When deploying in containers, expose the three essential ports:

docker run -p 8000:8000 -p 8001:8001 -p 8002:8002 your-pytriton-image

This exposes: - Port 8000 for HTTP requests - Port 8001 for gRPC requests - Port 8002 for metrics collection

Configure shared memory size

PyTriton uses shared memory to pass data between Python callbacks and Triton Server. The default Docker shared memory (64MB) may be insufficient for large models.

Increase shared memory size based on your model requirements:

docker run --shm-size 8GB your-pytriton-image

Choose the shared memory size based on your largest expected batch size and tensor dimensions.

Set up container init process

Use Docker's init process to handle zombie process cleanup:

docker run --init your-pytriton-image

This ensures proper cleanup if PyTriton encounters unexpected errors.

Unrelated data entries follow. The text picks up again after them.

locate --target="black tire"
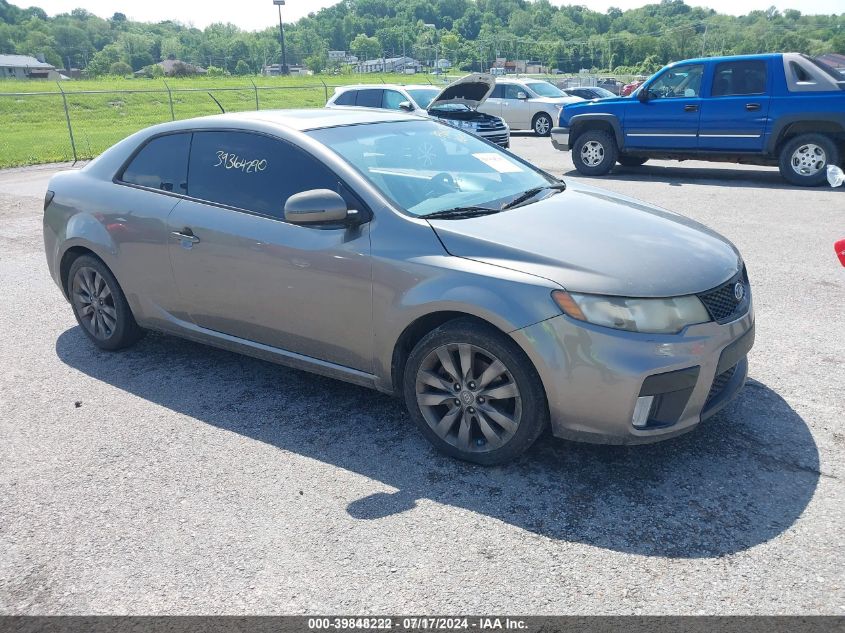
[616,154,648,167]
[572,130,619,176]
[531,112,554,136]
[66,255,144,350]
[403,319,549,465]
[778,134,839,187]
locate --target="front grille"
[483,134,508,147]
[477,119,507,134]
[704,365,736,409]
[698,269,750,323]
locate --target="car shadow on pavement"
[56,327,820,558]
[563,163,836,193]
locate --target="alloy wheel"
[581,141,604,167]
[416,343,522,453]
[790,143,827,176]
[71,267,117,341]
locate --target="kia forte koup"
[44,108,754,464]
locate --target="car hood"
[430,179,742,297]
[428,73,496,110]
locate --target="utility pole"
[273,0,288,75]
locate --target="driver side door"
[168,130,373,372]
[625,64,704,151]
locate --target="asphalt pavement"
[0,136,845,614]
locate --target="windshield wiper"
[502,182,566,209]
[421,207,501,220]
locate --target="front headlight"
[552,290,711,334]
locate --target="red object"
[619,81,645,97]
[833,240,845,266]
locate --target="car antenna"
[208,92,226,114]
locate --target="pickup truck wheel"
[779,134,839,187]
[572,130,619,176]
[531,113,552,136]
[616,156,648,167]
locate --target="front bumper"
[511,307,754,444]
[551,127,569,152]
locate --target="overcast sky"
[12,0,845,31]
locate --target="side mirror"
[285,189,349,224]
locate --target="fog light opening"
[631,396,654,429]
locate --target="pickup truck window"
[648,64,704,99]
[712,60,766,97]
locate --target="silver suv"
[326,74,510,148]
[44,109,754,464]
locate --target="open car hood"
[428,73,496,110]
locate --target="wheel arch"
[569,114,624,150]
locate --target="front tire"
[403,319,549,465]
[778,134,839,187]
[572,130,619,176]
[67,255,143,350]
[531,112,552,136]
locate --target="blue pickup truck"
[551,53,845,186]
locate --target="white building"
[0,55,61,80]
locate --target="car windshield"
[309,120,554,217]
[525,81,566,97]
[407,88,440,110]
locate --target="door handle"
[170,227,200,245]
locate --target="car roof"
[164,107,420,132]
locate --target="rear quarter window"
[118,133,191,194]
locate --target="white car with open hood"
[326,73,510,147]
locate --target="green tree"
[109,62,132,77]
[235,59,252,76]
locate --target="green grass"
[0,75,448,168]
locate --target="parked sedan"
[561,86,616,100]
[479,79,583,136]
[44,109,754,464]
[326,73,511,148]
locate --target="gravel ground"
[0,136,845,614]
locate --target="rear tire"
[616,154,648,167]
[778,134,839,187]
[403,319,549,465]
[67,255,144,350]
[531,112,553,136]
[572,130,619,176]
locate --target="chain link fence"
[0,75,632,168]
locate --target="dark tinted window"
[188,132,339,218]
[713,60,766,97]
[355,90,383,108]
[334,90,358,105]
[120,134,191,193]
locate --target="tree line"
[0,0,845,76]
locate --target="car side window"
[355,90,384,108]
[712,60,766,97]
[119,132,191,194]
[334,90,358,105]
[648,64,704,99]
[505,84,527,99]
[381,90,408,110]
[188,132,339,219]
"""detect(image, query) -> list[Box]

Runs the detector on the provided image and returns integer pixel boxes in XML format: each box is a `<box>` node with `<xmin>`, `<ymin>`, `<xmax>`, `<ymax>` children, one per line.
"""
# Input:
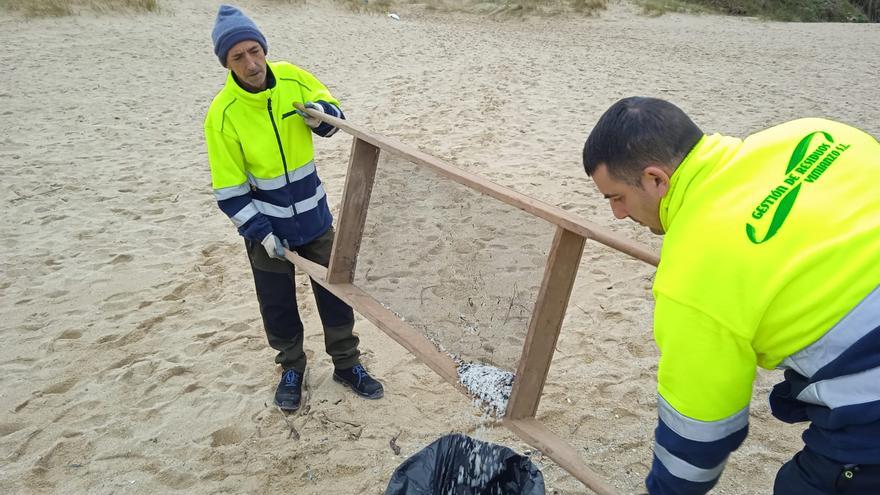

How to deploy PyTriton on Kubernetes

Configure container ports

Add port definitions to your Kubernetes deployment:

apiVersion: apps/v1
kind: Deployment
metadata:
  name: pytriton-deployment
spec:
  template:
    spec:
      containers:
      - name: pytriton
        image: your-pytriton-image
        ports:
        - containerPort: 8000
          name: http
        - containerPort: 8001
          name: grpc
        - containerPort: 8002
          name: metrics

Set up shared memory volume

Configure shared memory using emptyDir volume:

apiVersion: apps/v1
kind: Deployment
metadata:
  name: pytriton-deployment
spec:
  template:
    spec:
      volumes:
      - name: shared-memory
        emptyDir:
          medium: Memory
      containers:
      - name: pytriton
        image: your-pytriton-image
        volumeMounts:
        - mountPath: /dev/shm
          name: shared-memory

Configure health checks

Set up Kubernetes health checks using Triton's health endpoints:

apiVersion: apps/v1
kind: Deployment
metadata:
  name: pytriton-deployment
spec:
  template:
    spec:
      containers:
      - name: pytriton
        image: your-pytriton-image
        livenessProbe:
          httpGet:
            path: /v2/health/live
            port: 8000
          initialDelaySeconds: 30
          periodSeconds: 10
        readinessProbe:
          httpGet:
            path: /v2/health/ready
            port: 8000
          initialDelaySeconds: 5
          periodSeconds: 5

Create service for external access

Expose PyTriton through a Kubernetes service:

apiVersion: v1
kind: Service
metadata:
  name: pytriton-service
spec:
  selector:
    app: pytriton
  ports:
  - name: http
    port: 8000
    targetPort: 8000
  - name: grpc
    port: 8001
    targetPort: 8001
  - name: metrics
    port: 8002
    targetPort: 8002
  type: LoadBalancer

Additional Security Considerations

For comprehensive security deployment considerations beyond PyTriton's token-based access restriction, including:

  • Deploying behind secure proxies and gateways
  • Running with least privilege principles
  • Container security best practices
  • SSL/TLS configuration
  • Network security considerations
  • Resource access controls

Please refer to the official NVIDIA Triton Inference Server Secure Deployment Guide.